Olga saß vor mir, als sie von ihrer Reise sprach, ihr Gesicht war bleich und ihre Augenlider schwer, wie nach Nachtwachen oder Weinen. Ein wunderliches Gefühl des Mitleids mit uns beiden überkam mich, aber dieses Gefühl war zu schwach, um mich ganz auszufüllen.
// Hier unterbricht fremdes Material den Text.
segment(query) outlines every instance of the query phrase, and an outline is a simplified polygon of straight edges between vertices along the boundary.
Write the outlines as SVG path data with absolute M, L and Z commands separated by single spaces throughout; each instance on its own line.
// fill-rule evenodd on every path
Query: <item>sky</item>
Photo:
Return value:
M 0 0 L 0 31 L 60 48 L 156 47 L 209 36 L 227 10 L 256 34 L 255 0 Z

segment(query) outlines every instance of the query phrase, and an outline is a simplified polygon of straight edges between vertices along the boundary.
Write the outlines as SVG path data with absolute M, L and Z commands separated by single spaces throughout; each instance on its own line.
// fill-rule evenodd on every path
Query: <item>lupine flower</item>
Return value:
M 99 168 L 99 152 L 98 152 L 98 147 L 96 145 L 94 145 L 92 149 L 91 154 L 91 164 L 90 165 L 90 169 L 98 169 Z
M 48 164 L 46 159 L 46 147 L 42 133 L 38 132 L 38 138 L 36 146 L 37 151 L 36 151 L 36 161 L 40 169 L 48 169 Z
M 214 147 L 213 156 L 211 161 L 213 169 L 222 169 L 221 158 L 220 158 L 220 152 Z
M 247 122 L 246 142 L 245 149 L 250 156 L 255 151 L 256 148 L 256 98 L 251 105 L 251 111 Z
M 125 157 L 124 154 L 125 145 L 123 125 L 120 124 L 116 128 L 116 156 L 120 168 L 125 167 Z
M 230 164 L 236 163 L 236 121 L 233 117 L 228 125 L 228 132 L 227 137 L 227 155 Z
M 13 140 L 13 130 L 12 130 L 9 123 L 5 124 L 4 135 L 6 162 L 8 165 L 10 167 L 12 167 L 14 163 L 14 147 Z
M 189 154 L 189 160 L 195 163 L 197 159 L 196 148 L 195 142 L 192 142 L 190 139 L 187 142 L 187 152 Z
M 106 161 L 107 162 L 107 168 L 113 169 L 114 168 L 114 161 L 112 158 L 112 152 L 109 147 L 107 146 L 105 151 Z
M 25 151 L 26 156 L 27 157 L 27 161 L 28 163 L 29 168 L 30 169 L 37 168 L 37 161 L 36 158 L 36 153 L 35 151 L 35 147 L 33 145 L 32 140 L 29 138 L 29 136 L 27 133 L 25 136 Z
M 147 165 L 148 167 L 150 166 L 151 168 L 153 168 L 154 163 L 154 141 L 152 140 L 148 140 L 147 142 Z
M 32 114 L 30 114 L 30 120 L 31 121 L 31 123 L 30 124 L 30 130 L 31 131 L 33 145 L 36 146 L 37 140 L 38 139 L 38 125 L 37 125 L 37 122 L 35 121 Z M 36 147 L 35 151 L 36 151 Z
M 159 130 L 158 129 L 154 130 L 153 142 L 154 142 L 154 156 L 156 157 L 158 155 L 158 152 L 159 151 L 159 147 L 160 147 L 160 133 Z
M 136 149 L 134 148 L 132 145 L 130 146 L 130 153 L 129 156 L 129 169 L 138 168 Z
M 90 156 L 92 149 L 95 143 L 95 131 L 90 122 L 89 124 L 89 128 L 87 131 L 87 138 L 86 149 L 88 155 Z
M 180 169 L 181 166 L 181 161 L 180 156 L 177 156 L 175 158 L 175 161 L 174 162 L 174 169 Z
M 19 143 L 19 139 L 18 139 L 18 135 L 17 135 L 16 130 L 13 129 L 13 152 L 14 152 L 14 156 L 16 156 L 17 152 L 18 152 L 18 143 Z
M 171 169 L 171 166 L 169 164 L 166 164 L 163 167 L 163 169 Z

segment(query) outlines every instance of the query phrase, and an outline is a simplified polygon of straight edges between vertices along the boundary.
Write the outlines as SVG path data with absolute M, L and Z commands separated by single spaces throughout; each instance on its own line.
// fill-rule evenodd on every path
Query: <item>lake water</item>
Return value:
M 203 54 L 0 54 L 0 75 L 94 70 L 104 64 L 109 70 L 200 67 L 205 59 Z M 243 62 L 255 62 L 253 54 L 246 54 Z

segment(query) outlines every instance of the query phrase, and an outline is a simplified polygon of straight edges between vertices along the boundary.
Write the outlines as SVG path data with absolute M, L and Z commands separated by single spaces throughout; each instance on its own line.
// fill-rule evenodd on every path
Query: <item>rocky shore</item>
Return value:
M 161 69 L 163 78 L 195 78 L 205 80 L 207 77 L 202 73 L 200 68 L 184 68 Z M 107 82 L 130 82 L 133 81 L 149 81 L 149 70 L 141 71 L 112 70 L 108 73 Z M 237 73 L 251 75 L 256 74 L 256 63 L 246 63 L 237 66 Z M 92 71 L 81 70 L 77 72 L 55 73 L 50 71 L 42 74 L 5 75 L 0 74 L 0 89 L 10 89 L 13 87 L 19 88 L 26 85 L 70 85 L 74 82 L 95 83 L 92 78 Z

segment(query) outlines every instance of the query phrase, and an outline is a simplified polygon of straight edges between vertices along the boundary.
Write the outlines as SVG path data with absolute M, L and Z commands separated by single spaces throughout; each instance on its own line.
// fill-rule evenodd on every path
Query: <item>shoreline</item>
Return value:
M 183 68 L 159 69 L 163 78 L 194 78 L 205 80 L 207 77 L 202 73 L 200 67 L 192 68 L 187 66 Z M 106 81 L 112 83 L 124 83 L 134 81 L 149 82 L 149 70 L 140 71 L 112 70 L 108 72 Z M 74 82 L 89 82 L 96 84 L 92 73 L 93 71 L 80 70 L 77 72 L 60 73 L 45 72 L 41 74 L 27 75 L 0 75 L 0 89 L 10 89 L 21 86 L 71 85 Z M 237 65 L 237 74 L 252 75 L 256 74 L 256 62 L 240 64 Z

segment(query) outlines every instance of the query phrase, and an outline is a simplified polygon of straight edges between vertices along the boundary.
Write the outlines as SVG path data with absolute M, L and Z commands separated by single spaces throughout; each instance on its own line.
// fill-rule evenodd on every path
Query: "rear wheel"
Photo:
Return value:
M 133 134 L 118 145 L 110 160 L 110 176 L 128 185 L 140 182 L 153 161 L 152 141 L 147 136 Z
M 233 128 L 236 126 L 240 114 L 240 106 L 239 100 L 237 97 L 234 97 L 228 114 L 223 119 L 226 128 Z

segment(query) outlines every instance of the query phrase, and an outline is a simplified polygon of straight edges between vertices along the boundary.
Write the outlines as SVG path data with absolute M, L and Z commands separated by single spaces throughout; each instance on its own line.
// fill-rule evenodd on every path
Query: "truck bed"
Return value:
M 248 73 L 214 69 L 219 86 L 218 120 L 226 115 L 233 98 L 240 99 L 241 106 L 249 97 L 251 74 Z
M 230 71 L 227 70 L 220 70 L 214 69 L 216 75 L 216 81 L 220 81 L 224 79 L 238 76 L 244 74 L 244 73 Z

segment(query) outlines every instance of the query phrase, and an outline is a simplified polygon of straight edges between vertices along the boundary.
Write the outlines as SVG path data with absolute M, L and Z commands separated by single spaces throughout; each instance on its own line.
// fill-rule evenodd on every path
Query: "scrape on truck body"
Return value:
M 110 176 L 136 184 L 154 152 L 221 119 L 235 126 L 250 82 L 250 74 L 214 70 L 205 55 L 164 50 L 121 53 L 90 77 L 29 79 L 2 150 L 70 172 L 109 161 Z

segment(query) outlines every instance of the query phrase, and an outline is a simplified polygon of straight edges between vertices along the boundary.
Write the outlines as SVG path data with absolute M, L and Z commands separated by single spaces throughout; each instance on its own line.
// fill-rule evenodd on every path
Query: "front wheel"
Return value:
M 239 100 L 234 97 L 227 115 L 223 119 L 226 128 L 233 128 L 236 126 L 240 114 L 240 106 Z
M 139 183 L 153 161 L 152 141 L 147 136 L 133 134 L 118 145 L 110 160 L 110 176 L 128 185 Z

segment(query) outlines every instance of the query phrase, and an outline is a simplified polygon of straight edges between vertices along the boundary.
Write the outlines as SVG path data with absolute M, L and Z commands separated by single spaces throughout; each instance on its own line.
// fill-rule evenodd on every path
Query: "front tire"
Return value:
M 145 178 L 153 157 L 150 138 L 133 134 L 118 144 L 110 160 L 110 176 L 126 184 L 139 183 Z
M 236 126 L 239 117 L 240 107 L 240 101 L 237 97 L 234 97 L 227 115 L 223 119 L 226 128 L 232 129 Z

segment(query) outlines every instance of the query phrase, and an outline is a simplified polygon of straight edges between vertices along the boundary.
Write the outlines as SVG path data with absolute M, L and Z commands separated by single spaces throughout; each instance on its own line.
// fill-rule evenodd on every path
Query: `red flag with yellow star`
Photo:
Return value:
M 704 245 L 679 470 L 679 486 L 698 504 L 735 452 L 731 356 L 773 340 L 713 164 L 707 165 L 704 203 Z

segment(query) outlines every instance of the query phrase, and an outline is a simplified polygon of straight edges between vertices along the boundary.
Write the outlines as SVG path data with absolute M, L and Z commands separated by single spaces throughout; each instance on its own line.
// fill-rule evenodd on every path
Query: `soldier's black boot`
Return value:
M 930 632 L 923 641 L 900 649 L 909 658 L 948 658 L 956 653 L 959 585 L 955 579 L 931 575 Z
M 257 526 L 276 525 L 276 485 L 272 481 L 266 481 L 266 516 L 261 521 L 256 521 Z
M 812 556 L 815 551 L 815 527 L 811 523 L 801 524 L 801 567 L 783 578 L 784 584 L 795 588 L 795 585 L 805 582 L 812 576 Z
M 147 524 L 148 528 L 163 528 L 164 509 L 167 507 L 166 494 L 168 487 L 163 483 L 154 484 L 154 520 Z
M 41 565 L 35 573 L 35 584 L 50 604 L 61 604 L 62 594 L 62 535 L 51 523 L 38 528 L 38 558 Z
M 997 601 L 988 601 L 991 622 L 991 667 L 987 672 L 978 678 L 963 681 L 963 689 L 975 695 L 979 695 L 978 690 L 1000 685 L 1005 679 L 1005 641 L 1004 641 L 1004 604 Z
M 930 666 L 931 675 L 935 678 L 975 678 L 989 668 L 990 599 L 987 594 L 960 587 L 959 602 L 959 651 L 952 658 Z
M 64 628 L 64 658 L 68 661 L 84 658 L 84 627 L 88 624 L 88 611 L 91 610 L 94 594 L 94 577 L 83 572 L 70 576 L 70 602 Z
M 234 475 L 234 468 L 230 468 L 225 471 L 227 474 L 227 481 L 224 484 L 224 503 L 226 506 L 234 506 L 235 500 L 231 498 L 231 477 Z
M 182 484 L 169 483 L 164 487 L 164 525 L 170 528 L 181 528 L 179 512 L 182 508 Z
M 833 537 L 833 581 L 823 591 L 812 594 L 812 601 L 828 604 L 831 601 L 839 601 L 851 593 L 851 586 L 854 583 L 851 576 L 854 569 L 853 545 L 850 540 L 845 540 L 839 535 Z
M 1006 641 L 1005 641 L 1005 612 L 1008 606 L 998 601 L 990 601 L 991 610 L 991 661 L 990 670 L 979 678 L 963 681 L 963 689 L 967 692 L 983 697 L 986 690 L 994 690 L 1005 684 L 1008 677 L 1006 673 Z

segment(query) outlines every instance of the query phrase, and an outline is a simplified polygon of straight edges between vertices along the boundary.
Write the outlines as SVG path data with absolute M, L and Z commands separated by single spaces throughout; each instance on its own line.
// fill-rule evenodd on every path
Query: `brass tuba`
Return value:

Es sank zurück wie in ein Chaos, und ich saß wie früher da, erstaunt und starr, und blickte in ihr Gesicht, das mir alt erschien.

»Warum willst du reisen?« fragte ich.

»Ich kann nicht hier bleiben,« war die Antwort.

»Du hast das Bedürfnis von mir fortzukommen?«

»Das auch.«

Olga hatte also alles verstanden. Sie hatte nur nichts gesagt. Ja, es war ja auch natürlich. Ich glaubte mich noch erinnern zu können, wie sie ihre Kränkung in dem unzugänglichsten Winkel ihres Herzens verbergen konnte, wenn Leid ihr Leben bedrückte. Von ihr Abschied zu nehmen, erschien mir so hoffnungslos und zugleich so einfach, wie alles andere in der ganzen Welt, oder richtiger – es schien mir so einfach zu sein, daß alles hoffnungslos war.

»Wohin willst du reisen?« fragte ich.

Sie nannte einen kleinen Badeort in Norwegen, und ich antwortete, sie möchte tun, was sie wollte.

»Es wird vielleicht dann besser,« sagte sie mit Anstrengung und reichte mir ihre Hand.

Ich nahm sie, aber ich begriff nicht, wie sie zu glauben vermochte, daß etwas besser werden könnte. Ohne etwas anderes zu empfinden als mein tägliches Gefühl, wie neu und fremd alles war, hielt ich ihre Hand in der meinen und streichelte sie gedankenlos.

Da brach sie in Tränen aus, und indem sie sich vorbeugte, küßte sie meine Hand.

Ein Gefühl unendlicher Qual bemächtigte sich meiner, und ich zog meine Hand zurück. Sie merkte es, und indem sie wegsah, murmelte sie:

»Ich habe dir so unendlich viel abzubitten.«

Sie? dachte ich. Sie? Ich fühlte, daß ich ihr etwas sagen, sie nach dem Sinn ihrer Worte fragen sollte. Aber ich konnte nichts sagen, weil die Leere in meiner Seele war und meinen Willen hemmte. Ich stand auf und ging im Zimmer auf und ab, außerstande zu fassen, was nun mit uns beiden vorging.

Da hörte ich wieder, wie Olga zu sprechen anfing, und ihre Stimme nahm einen bittenden Tonfall an:

»Und dann bitte ich dich, laß uns von hier fortziehen. Ich kann nicht hier bleiben.«

»Zurück nach Stockholm?« sagte ich.

»Wohin immer,« sagte sie. »Hier kann ich nicht sein.«

Ich versprach es ihr, so wie ich zu allem Ja gesagt haben würde, um was sie mich auch gebeten hätte. Aber meine Antwort war keine feste Einwilligung zu einer gemeinsamen Handlung, nur eine müde Konzession, die ich machte, um wieder in die einschläfernde Ruhe meiner müden Gedanken versinken zu dürfen.